Sam Dorset invited James to sit with him, he was about to decline but Bertie gave him a punch in the ribs, and volunteered to go with them, John and Willie Edibean taking their places in his father’s pew. It was the design of Bertie to secure a friend for James who had some influence among people in general, for the drover was a frank, good-natured fellow, whom few could talk down and very few indeed dared to provoke, and whose occupation gave him a large acquaintance.
We shall watch with interest the different methods pursued by these very different farmers with their redemptioners.
In the course of the evening, Mrs. Whitman asked James how he liked the minister.
“I liked to hear him talk; I knew who he meant by that man he talked about in the afternoon, it was Mr. Holmes.”
“No, James, that was the Lord Jesus Christ.”

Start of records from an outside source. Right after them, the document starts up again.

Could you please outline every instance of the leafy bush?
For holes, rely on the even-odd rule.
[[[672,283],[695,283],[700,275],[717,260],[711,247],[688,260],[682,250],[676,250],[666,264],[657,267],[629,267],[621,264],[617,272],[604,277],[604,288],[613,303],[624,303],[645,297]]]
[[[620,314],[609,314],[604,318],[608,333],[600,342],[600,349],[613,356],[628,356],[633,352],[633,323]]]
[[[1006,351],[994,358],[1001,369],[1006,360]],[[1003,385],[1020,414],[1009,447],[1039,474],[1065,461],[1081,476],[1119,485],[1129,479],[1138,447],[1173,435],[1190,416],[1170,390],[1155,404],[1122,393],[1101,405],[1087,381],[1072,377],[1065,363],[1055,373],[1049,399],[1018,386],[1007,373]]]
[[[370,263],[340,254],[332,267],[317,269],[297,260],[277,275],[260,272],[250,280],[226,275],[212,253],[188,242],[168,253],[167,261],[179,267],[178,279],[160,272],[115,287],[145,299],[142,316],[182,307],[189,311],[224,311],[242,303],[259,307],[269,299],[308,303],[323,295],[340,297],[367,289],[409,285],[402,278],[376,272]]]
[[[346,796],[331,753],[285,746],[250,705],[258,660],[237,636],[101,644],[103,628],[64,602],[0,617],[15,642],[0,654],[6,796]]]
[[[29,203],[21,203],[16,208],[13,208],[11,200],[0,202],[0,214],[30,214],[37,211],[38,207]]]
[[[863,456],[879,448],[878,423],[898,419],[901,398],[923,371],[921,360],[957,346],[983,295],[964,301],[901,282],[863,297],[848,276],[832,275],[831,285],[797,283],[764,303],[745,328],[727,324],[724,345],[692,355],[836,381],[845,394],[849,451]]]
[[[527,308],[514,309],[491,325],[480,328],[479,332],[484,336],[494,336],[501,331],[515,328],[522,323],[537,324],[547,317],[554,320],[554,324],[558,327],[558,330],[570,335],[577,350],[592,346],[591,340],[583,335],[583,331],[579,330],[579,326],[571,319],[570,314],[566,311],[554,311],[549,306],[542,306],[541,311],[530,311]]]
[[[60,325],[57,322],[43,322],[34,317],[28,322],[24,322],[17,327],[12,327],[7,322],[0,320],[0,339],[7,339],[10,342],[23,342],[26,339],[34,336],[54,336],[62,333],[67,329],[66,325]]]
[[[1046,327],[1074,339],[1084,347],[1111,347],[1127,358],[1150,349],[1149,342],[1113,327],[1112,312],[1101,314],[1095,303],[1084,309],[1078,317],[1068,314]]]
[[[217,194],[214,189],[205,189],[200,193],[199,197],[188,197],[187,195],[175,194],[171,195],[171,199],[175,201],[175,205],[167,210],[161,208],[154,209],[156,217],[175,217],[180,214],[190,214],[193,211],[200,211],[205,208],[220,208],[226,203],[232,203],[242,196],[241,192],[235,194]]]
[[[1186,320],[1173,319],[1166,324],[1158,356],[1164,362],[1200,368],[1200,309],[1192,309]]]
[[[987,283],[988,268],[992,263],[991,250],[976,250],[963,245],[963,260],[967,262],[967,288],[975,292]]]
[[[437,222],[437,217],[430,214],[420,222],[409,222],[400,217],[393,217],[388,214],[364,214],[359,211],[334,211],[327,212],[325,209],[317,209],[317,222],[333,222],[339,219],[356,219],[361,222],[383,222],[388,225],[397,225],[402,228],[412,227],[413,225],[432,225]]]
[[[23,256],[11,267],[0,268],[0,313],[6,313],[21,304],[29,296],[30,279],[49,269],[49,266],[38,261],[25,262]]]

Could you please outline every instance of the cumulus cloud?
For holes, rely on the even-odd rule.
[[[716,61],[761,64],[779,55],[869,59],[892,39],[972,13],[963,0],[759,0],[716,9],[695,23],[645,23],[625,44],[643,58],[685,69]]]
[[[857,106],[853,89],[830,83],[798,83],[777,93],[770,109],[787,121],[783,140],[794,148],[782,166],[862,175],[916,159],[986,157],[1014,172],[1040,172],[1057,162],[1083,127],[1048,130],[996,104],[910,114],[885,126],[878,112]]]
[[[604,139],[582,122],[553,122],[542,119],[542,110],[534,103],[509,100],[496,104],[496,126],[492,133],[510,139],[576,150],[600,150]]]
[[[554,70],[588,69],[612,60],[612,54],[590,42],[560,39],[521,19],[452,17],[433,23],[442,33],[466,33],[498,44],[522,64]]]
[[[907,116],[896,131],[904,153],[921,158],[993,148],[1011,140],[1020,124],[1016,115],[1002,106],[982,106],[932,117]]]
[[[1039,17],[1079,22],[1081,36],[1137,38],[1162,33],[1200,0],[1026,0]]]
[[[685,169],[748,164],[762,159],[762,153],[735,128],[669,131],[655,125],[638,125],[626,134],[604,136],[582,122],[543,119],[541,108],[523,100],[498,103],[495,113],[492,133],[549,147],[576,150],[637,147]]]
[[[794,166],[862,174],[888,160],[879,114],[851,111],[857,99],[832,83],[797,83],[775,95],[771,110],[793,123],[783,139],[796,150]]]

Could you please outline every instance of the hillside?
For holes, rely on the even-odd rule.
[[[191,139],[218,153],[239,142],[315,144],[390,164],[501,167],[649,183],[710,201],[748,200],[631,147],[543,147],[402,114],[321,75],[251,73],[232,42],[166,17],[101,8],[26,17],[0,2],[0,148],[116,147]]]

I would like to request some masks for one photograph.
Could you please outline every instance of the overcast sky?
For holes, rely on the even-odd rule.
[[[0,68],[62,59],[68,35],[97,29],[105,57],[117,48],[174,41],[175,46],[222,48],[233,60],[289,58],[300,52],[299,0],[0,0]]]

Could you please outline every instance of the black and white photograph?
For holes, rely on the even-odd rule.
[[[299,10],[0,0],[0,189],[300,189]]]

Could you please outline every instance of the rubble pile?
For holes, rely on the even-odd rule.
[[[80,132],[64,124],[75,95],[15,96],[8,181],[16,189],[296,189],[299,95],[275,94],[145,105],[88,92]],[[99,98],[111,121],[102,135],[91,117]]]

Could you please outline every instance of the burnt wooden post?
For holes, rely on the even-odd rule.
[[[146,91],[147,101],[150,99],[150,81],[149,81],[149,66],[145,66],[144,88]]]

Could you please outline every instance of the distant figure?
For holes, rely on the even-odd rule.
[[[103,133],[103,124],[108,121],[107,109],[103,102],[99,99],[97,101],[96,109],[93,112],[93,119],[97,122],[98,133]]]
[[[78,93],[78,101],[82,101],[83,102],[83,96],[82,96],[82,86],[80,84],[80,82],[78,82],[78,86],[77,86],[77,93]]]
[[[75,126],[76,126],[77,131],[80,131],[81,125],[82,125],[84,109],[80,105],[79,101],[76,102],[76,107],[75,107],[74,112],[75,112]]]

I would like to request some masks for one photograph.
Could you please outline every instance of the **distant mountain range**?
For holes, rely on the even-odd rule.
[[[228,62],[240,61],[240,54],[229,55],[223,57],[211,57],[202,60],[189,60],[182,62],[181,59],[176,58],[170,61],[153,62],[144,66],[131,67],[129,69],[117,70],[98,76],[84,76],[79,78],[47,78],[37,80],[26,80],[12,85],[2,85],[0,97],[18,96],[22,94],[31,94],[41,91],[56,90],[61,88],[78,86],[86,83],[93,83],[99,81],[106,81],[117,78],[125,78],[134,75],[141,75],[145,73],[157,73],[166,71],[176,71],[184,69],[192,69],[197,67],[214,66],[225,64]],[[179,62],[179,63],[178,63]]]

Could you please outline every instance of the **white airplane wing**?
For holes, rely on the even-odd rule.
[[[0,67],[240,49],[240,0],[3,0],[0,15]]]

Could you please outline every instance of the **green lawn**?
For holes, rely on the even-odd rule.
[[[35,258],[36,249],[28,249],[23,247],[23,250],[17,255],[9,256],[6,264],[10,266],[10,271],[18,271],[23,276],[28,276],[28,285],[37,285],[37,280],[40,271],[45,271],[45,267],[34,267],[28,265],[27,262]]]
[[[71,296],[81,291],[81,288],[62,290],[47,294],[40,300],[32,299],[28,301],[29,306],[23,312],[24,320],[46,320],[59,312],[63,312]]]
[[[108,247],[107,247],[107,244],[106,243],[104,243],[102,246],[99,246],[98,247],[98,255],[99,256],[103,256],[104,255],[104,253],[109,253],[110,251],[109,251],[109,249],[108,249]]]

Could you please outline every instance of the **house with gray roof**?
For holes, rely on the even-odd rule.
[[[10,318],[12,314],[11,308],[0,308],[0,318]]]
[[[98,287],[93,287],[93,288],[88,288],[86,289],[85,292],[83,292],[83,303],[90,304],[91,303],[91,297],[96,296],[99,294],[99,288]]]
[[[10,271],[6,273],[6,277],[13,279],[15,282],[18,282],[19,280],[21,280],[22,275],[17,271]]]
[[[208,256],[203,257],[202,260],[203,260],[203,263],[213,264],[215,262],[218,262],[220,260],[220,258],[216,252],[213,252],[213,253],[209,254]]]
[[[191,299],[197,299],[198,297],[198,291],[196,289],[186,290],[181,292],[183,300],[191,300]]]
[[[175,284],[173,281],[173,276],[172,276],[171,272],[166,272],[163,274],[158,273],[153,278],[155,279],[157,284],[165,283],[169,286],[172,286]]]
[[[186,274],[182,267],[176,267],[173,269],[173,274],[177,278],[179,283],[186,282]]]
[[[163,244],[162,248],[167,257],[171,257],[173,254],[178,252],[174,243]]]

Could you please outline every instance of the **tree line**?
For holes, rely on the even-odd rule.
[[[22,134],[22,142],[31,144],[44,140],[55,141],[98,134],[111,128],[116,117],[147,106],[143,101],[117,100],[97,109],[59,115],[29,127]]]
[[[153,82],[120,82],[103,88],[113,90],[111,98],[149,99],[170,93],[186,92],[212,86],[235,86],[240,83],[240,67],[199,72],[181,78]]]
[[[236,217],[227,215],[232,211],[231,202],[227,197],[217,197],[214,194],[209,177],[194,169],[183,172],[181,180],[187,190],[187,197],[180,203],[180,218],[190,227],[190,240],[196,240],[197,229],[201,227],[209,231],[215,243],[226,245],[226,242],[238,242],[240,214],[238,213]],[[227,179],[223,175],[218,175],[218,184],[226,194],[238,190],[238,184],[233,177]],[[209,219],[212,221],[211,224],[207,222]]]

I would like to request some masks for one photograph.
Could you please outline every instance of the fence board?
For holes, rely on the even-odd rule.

“I know he called him so, but that was who he meant, for he said he was just as good as he could be, and went about doing good, and that’s just what Mr. Holmes was, and just the way he did. I suppose he was afraid Mr. Holmes wouldn’t like it if he knew he called him by name.”
“But, dear child, Mr. Holmes was nothing but a man, and the Lord Jesus Christ is God.”
“The minister said he was a man and had feelings just like anybody. He said he was born at a place called Bethlehem (if he was born he must be a man) and told how he grew up, and said when a friend of his, a Mr. Lazarus, died, he felt so bad he wept, and after that he died himself; and now you say he was God, but one Sunday a good while ago when I said God was a man, you said he wasn’t, he was a spirit.”
“You had better drop the subject there, wife. And you will understand it better by and by, James, when you have heard more,” said Mr. Whitman, “and when you can read the scriptures for yourself.”
This incident, however trifling in itself, gave token that new ideas had begun to stir in that hitherto vacant mind, and to shape themselves into processes of connected thought. It, at the same time, served to confirm in the minds of his friends the belief already cherished, that he possessed a most retentive memory; as they found that as far as he could understand what he had listened to, he could repeat the most of both sermons, and had committed the questions and answers in the catechism by hearing Mr. Whitman ask them and the boys reply. The result of which was that when they came to go through the catechism again, he could get along as well without the book as the others could by its aid, and could repeat what he was unable to read.